What I probably did not write too clearly in the first paragraph is that
the tendency to ignore DSNs is a direct result of collateral spam; by
reducing or eliminating collateral spam, people may pay more attention
to the DSNs they _do_ get.
A 550 SMTP response is a lot better than a bounce message in terms of
generating DSNs only to the legitimate sender of a message. In the case
of legitimate mail, the actual bounce message will be generated by their
own ISP/organization, based on your 550 response. In the case of
virii/ratware, no message is generated.
> > 'course, there is the special case of mail forwarded to you from
> > "trusted" sources, such as back MXes, accounts elsewhere, etc. For
> > that, you use host-based whitelists.
> [...]
> > http://tldp.org/HOWTO/Spam-Filtering-for-MX/forwardedmail.html
> [...]
> > "Closed" relays, such as mailing list servers, *should* be
> > whitelisted. This, too, can be supported per-user, without
> > restricting each mail to one recipient. See the links above for
> > details.
>
> I'm getting the impression that you must be blessed with only
> extremely technically savvy users. :-) There is no way in hell that
> most normal users will be able to maintain such a whitelist. Not even
> everyone of my fellow Debian developers do (cf. another of my emails
> in this thread) and they're (supposedly?) a fairly techical bunch..

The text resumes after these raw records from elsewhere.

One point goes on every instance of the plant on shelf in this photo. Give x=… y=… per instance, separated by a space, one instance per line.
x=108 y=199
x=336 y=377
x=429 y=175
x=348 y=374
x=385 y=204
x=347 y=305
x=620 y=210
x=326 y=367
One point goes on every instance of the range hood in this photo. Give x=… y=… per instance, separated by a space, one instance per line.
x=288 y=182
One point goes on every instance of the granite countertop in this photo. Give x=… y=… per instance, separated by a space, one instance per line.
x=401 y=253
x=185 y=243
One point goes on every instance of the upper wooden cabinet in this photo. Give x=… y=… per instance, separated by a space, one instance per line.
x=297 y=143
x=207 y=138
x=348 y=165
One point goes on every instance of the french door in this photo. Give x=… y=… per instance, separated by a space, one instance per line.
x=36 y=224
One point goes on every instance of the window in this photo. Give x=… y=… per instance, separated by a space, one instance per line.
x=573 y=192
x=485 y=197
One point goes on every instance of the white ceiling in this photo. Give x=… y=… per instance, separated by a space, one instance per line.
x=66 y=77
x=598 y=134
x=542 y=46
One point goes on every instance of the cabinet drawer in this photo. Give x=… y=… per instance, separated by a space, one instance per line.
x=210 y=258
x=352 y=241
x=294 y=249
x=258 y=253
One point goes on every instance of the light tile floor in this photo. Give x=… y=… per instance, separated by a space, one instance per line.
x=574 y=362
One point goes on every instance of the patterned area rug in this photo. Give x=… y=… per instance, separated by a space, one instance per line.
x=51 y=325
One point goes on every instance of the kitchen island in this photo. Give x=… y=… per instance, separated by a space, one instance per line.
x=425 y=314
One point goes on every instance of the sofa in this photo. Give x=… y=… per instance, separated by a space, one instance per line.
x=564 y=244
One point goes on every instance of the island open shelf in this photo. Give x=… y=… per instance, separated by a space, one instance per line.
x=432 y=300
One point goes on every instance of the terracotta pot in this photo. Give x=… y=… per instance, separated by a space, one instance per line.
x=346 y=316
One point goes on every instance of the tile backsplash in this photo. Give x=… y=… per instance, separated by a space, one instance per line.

Yeah. That's a problem, I agree.
Still, IMHO, accidentally rejecting mail from mailing list servers is no
worse than sending a bounce message back to the envelope sender (which,
in the case of Debian's mailing list servers contains a "cookie" that
identifies the recipient). Whether you do bounces or SMTP rejections,
you may need to whitelist such servers to remain on the lists .
OTOH, I get the feeling that you advocate sending suspected spam to the
bit bucket (or a temporary/expiring junk mail store), without doing
_either_ SMTP-time filtering _or_ creating DSNs. That's a different
approach, which - granted - does not generate collateral spam, but can
also make the mail infrastructure unreliable.